Dukungan Kampus, Kunci Keberhasilan
Sinta yang juga hobi menulis dan bernyanyi ini mengaku bersyukur mendapat dukungan penuh dari kampus. Ia menyebut keberhasilannya dalam merealisasikan RSRC tak lepas dari fasilitas dan dukungan moril serta materil yang diberikan oleh Unjani.
“Alhamdulillah bisa masuk profesi bidan Unjani, sehingga ada wadah dan dukungan yang membantu saya merealisasikan aplikasi RSRC,” tuturnya sembari tersenyum.
Meski ide awalnya sudah dirancang sejak 2024, baru pada 2025 — setelah resmi menjadi mahasiswa profesi — aplikasi ini benar-benar bisa diluncurkan secara konkret.
Fitur RSRC: Skrining, Edukasi, hingga Komunitas
RSRC hadir sebagai solusi digital yang komprehensif bagi remaja.
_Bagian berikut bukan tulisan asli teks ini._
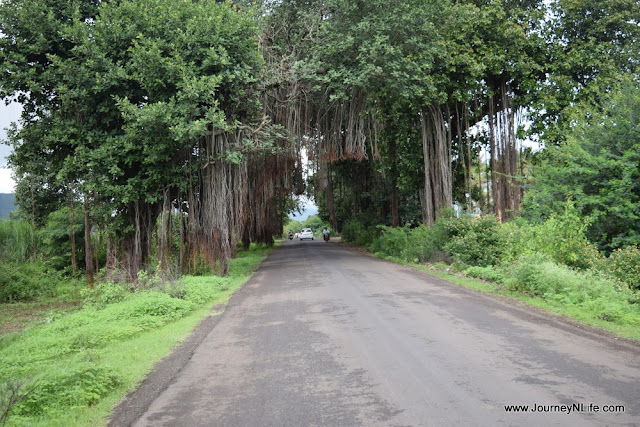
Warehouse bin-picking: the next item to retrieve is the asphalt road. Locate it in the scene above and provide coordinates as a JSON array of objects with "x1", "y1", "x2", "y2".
[{"x1": 111, "y1": 240, "x2": 640, "y2": 426}]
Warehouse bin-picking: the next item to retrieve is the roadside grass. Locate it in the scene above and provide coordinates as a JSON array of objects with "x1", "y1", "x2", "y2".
[
  {"x1": 0, "y1": 242, "x2": 271, "y2": 426},
  {"x1": 410, "y1": 263, "x2": 640, "y2": 341}
]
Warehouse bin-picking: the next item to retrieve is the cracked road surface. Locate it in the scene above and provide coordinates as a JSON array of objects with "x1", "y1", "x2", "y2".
[{"x1": 110, "y1": 240, "x2": 640, "y2": 426}]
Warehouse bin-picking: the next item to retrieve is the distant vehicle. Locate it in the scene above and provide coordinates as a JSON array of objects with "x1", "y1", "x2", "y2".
[{"x1": 300, "y1": 228, "x2": 313, "y2": 240}]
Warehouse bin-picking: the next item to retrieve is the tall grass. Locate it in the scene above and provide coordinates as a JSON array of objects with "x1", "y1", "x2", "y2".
[{"x1": 0, "y1": 219, "x2": 38, "y2": 262}]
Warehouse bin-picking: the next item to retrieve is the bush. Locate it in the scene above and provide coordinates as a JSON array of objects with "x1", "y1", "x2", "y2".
[
  {"x1": 0, "y1": 219, "x2": 40, "y2": 262},
  {"x1": 599, "y1": 246, "x2": 640, "y2": 291},
  {"x1": 180, "y1": 277, "x2": 229, "y2": 305},
  {"x1": 0, "y1": 262, "x2": 65, "y2": 302},
  {"x1": 464, "y1": 266, "x2": 505, "y2": 283},
  {"x1": 533, "y1": 200, "x2": 599, "y2": 270},
  {"x1": 444, "y1": 216, "x2": 505, "y2": 266},
  {"x1": 12, "y1": 366, "x2": 120, "y2": 416},
  {"x1": 82, "y1": 283, "x2": 131, "y2": 308},
  {"x1": 406, "y1": 225, "x2": 442, "y2": 262},
  {"x1": 370, "y1": 225, "x2": 409, "y2": 260},
  {"x1": 342, "y1": 220, "x2": 378, "y2": 246},
  {"x1": 505, "y1": 253, "x2": 640, "y2": 323}
]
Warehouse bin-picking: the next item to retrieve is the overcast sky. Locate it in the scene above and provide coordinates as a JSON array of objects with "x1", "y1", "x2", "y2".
[{"x1": 0, "y1": 101, "x2": 22, "y2": 193}]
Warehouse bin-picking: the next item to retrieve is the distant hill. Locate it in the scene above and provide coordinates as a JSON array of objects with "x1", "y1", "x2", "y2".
[{"x1": 0, "y1": 193, "x2": 16, "y2": 218}]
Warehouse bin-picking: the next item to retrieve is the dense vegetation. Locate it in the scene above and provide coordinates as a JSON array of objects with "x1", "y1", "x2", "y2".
[
  {"x1": 0, "y1": 245, "x2": 269, "y2": 426},
  {"x1": 0, "y1": 0, "x2": 640, "y2": 422}
]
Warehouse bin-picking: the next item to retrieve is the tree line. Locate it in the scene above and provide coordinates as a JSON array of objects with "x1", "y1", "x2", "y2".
[{"x1": 0, "y1": 0, "x2": 640, "y2": 288}]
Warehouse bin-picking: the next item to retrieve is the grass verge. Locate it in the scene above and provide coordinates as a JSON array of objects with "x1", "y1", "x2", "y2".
[
  {"x1": 410, "y1": 263, "x2": 640, "y2": 341},
  {"x1": 0, "y1": 242, "x2": 271, "y2": 426}
]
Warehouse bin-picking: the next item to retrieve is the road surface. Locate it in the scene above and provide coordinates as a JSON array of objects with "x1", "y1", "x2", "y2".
[{"x1": 111, "y1": 240, "x2": 640, "y2": 426}]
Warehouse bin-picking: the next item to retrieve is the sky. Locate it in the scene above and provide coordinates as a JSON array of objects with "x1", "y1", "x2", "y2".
[{"x1": 0, "y1": 101, "x2": 22, "y2": 193}]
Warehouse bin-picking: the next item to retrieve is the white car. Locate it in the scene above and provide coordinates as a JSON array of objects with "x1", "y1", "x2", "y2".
[{"x1": 300, "y1": 228, "x2": 313, "y2": 240}]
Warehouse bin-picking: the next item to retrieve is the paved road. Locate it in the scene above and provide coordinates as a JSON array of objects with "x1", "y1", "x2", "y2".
[{"x1": 112, "y1": 240, "x2": 640, "y2": 426}]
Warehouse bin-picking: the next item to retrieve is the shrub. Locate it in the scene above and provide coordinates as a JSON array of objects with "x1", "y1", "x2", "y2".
[
  {"x1": 82, "y1": 283, "x2": 131, "y2": 307},
  {"x1": 370, "y1": 225, "x2": 409, "y2": 260},
  {"x1": 0, "y1": 262, "x2": 65, "y2": 302},
  {"x1": 464, "y1": 266, "x2": 505, "y2": 283},
  {"x1": 180, "y1": 277, "x2": 229, "y2": 305},
  {"x1": 534, "y1": 200, "x2": 599, "y2": 270},
  {"x1": 342, "y1": 220, "x2": 378, "y2": 246},
  {"x1": 444, "y1": 216, "x2": 505, "y2": 266},
  {"x1": 0, "y1": 219, "x2": 39, "y2": 262},
  {"x1": 599, "y1": 246, "x2": 640, "y2": 291},
  {"x1": 12, "y1": 366, "x2": 120, "y2": 416},
  {"x1": 406, "y1": 225, "x2": 442, "y2": 262},
  {"x1": 505, "y1": 253, "x2": 639, "y2": 322}
]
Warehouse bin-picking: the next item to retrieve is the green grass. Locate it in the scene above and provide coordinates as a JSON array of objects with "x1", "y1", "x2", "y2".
[
  {"x1": 407, "y1": 264, "x2": 640, "y2": 341},
  {"x1": 0, "y1": 242, "x2": 270, "y2": 426}
]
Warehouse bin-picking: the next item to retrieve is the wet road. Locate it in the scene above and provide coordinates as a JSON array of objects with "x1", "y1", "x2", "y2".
[{"x1": 112, "y1": 240, "x2": 640, "y2": 426}]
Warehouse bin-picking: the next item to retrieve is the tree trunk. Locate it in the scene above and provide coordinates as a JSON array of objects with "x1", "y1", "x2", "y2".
[
  {"x1": 389, "y1": 138, "x2": 400, "y2": 227},
  {"x1": 69, "y1": 191, "x2": 78, "y2": 277},
  {"x1": 84, "y1": 195, "x2": 94, "y2": 289}
]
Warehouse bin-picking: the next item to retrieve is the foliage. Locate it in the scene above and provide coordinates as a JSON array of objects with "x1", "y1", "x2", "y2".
[
  {"x1": 369, "y1": 229, "x2": 409, "y2": 259},
  {"x1": 524, "y1": 76, "x2": 640, "y2": 252},
  {"x1": 505, "y1": 254, "x2": 640, "y2": 323},
  {"x1": 599, "y1": 246, "x2": 640, "y2": 291},
  {"x1": 529, "y1": 200, "x2": 599, "y2": 269},
  {"x1": 0, "y1": 219, "x2": 40, "y2": 262},
  {"x1": 444, "y1": 216, "x2": 505, "y2": 266},
  {"x1": 37, "y1": 206, "x2": 85, "y2": 270},
  {"x1": 342, "y1": 220, "x2": 378, "y2": 246},
  {"x1": 0, "y1": 245, "x2": 269, "y2": 425},
  {"x1": 82, "y1": 283, "x2": 131, "y2": 309},
  {"x1": 405, "y1": 224, "x2": 444, "y2": 262},
  {"x1": 12, "y1": 364, "x2": 121, "y2": 416},
  {"x1": 0, "y1": 261, "x2": 68, "y2": 303},
  {"x1": 464, "y1": 265, "x2": 506, "y2": 283}
]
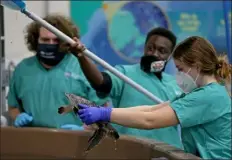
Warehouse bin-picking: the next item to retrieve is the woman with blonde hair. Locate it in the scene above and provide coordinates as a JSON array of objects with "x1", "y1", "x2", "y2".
[{"x1": 75, "y1": 36, "x2": 231, "y2": 159}]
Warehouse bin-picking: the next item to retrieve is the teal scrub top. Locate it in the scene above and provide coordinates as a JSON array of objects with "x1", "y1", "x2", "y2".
[
  {"x1": 107, "y1": 64, "x2": 182, "y2": 148},
  {"x1": 170, "y1": 83, "x2": 231, "y2": 159},
  {"x1": 8, "y1": 54, "x2": 106, "y2": 128}
]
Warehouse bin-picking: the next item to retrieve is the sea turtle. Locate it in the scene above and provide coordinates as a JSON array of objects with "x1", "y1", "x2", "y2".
[{"x1": 58, "y1": 93, "x2": 120, "y2": 151}]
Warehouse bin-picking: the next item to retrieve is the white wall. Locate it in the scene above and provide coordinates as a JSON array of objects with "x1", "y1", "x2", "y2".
[{"x1": 4, "y1": 1, "x2": 69, "y2": 65}]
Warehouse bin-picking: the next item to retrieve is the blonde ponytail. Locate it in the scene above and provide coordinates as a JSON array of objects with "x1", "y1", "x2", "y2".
[{"x1": 216, "y1": 55, "x2": 232, "y2": 96}]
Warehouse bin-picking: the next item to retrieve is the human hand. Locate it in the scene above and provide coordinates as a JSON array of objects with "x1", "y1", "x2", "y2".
[
  {"x1": 60, "y1": 124, "x2": 84, "y2": 131},
  {"x1": 78, "y1": 104, "x2": 112, "y2": 125},
  {"x1": 14, "y1": 113, "x2": 33, "y2": 127},
  {"x1": 70, "y1": 37, "x2": 85, "y2": 57}
]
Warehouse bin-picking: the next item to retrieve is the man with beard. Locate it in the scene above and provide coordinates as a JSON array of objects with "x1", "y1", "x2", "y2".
[
  {"x1": 72, "y1": 28, "x2": 182, "y2": 148},
  {"x1": 8, "y1": 14, "x2": 107, "y2": 130}
]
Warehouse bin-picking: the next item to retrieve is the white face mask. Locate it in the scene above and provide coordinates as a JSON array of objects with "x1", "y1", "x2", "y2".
[
  {"x1": 176, "y1": 68, "x2": 199, "y2": 93},
  {"x1": 150, "y1": 61, "x2": 166, "y2": 73}
]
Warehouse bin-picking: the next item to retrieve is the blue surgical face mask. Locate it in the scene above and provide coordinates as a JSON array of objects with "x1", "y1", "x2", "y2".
[{"x1": 36, "y1": 44, "x2": 66, "y2": 66}]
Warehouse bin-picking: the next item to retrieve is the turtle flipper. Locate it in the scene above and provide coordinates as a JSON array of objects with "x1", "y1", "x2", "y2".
[
  {"x1": 86, "y1": 128, "x2": 107, "y2": 152},
  {"x1": 106, "y1": 123, "x2": 120, "y2": 140}
]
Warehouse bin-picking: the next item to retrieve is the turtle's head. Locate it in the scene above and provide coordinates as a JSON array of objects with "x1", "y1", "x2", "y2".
[{"x1": 65, "y1": 93, "x2": 76, "y2": 106}]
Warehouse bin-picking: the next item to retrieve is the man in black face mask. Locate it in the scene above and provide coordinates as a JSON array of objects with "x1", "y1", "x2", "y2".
[
  {"x1": 70, "y1": 28, "x2": 185, "y2": 148},
  {"x1": 8, "y1": 14, "x2": 108, "y2": 130}
]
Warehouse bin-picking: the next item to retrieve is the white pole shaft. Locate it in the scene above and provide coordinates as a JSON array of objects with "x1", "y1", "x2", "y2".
[{"x1": 22, "y1": 10, "x2": 163, "y2": 103}]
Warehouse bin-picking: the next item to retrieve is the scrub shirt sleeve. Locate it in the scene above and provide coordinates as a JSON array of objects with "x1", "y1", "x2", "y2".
[
  {"x1": 78, "y1": 77, "x2": 109, "y2": 105},
  {"x1": 106, "y1": 66, "x2": 125, "y2": 99},
  {"x1": 7, "y1": 68, "x2": 20, "y2": 108},
  {"x1": 170, "y1": 89, "x2": 225, "y2": 128}
]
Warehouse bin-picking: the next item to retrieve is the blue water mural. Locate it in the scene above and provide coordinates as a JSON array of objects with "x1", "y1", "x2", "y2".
[{"x1": 70, "y1": 1, "x2": 231, "y2": 74}]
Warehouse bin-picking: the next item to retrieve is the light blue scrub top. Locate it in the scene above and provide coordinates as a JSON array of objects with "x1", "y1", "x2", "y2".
[
  {"x1": 8, "y1": 54, "x2": 106, "y2": 128},
  {"x1": 170, "y1": 83, "x2": 231, "y2": 159},
  {"x1": 104, "y1": 64, "x2": 182, "y2": 148}
]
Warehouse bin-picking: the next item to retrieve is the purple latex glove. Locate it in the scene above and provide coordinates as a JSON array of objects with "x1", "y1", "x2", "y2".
[{"x1": 78, "y1": 104, "x2": 112, "y2": 125}]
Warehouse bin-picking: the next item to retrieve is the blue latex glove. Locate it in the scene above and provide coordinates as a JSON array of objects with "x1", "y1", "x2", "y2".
[
  {"x1": 78, "y1": 104, "x2": 112, "y2": 125},
  {"x1": 60, "y1": 124, "x2": 84, "y2": 131},
  {"x1": 14, "y1": 113, "x2": 33, "y2": 127}
]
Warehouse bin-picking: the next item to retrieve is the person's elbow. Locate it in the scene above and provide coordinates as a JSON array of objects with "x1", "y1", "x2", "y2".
[
  {"x1": 8, "y1": 106, "x2": 20, "y2": 120},
  {"x1": 143, "y1": 113, "x2": 157, "y2": 130}
]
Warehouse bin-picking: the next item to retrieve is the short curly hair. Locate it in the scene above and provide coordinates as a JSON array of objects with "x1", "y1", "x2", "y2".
[{"x1": 25, "y1": 14, "x2": 80, "y2": 52}]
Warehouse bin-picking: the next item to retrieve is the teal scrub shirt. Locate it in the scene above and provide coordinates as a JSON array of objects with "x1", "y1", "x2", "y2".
[
  {"x1": 8, "y1": 54, "x2": 106, "y2": 128},
  {"x1": 107, "y1": 64, "x2": 182, "y2": 148},
  {"x1": 170, "y1": 83, "x2": 231, "y2": 159}
]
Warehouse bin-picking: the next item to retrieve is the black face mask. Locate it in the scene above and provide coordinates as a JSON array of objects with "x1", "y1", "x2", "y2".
[
  {"x1": 36, "y1": 44, "x2": 66, "y2": 66},
  {"x1": 140, "y1": 55, "x2": 167, "y2": 78}
]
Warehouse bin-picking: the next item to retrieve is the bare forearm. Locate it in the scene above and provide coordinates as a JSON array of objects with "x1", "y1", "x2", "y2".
[
  {"x1": 110, "y1": 103, "x2": 179, "y2": 129},
  {"x1": 111, "y1": 107, "x2": 154, "y2": 129},
  {"x1": 78, "y1": 55, "x2": 103, "y2": 86},
  {"x1": 120, "y1": 102, "x2": 169, "y2": 112},
  {"x1": 8, "y1": 106, "x2": 21, "y2": 120}
]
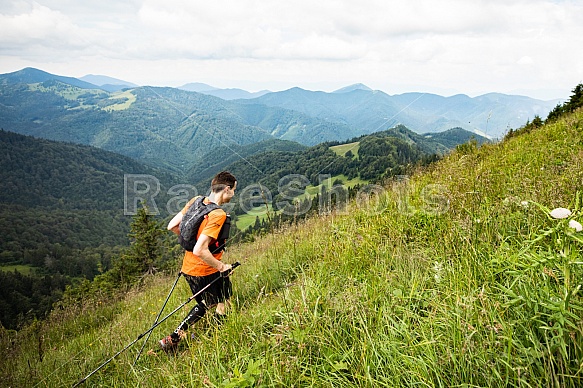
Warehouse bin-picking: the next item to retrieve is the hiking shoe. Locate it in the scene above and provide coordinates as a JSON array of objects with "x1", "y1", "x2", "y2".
[{"x1": 158, "y1": 335, "x2": 180, "y2": 353}]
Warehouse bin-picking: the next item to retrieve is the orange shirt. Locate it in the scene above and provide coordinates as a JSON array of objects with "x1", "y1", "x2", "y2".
[{"x1": 181, "y1": 197, "x2": 227, "y2": 276}]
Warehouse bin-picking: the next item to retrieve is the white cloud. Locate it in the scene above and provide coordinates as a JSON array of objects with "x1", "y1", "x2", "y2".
[{"x1": 0, "y1": 0, "x2": 583, "y2": 96}]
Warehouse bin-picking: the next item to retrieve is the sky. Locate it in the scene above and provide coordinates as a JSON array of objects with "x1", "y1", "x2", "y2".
[{"x1": 0, "y1": 0, "x2": 583, "y2": 100}]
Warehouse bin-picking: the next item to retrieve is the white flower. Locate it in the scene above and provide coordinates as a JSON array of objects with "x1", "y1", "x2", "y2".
[
  {"x1": 569, "y1": 220, "x2": 583, "y2": 232},
  {"x1": 551, "y1": 207, "x2": 571, "y2": 219}
]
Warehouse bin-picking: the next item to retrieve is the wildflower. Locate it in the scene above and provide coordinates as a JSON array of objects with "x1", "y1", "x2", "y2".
[
  {"x1": 569, "y1": 220, "x2": 583, "y2": 232},
  {"x1": 551, "y1": 207, "x2": 571, "y2": 219}
]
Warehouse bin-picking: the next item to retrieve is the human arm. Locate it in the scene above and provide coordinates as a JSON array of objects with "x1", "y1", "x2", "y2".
[{"x1": 192, "y1": 233, "x2": 231, "y2": 272}]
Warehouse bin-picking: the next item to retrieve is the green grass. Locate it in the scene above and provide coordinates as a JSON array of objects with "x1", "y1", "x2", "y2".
[
  {"x1": 0, "y1": 112, "x2": 583, "y2": 388},
  {"x1": 103, "y1": 90, "x2": 136, "y2": 112}
]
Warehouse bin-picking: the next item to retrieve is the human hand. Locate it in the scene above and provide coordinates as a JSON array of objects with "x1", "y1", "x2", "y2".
[{"x1": 220, "y1": 264, "x2": 233, "y2": 278}]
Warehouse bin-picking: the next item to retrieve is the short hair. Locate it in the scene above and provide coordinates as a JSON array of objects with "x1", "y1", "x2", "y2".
[{"x1": 211, "y1": 171, "x2": 237, "y2": 193}]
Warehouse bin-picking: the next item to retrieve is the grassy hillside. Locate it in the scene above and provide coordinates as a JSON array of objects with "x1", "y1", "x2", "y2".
[{"x1": 0, "y1": 108, "x2": 583, "y2": 387}]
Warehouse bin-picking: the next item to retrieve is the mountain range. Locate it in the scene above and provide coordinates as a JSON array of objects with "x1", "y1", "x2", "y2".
[{"x1": 0, "y1": 68, "x2": 556, "y2": 180}]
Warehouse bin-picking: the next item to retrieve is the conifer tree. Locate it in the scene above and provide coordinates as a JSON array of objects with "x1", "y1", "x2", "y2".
[{"x1": 123, "y1": 205, "x2": 163, "y2": 275}]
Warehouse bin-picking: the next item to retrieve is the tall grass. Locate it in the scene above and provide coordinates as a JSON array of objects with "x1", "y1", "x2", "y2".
[{"x1": 0, "y1": 113, "x2": 583, "y2": 387}]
Fitur-fitur yang ditawarkan antara lain Edukasi kesehatan remaja, Skrining kesehatan mental, Pemantauan status gizi, Skrining anemia, Forum komunitas, dan Layanan konseling remaja.
“Dengan adanya fitur komunitas dan konseling, kami berharap remaja bisa lebih mudah berkomunikasi, baik dengan teman sebaya maupun tenaga kesehatan. Sehingga permasalahan bisa segera ditangani,” jelasnya.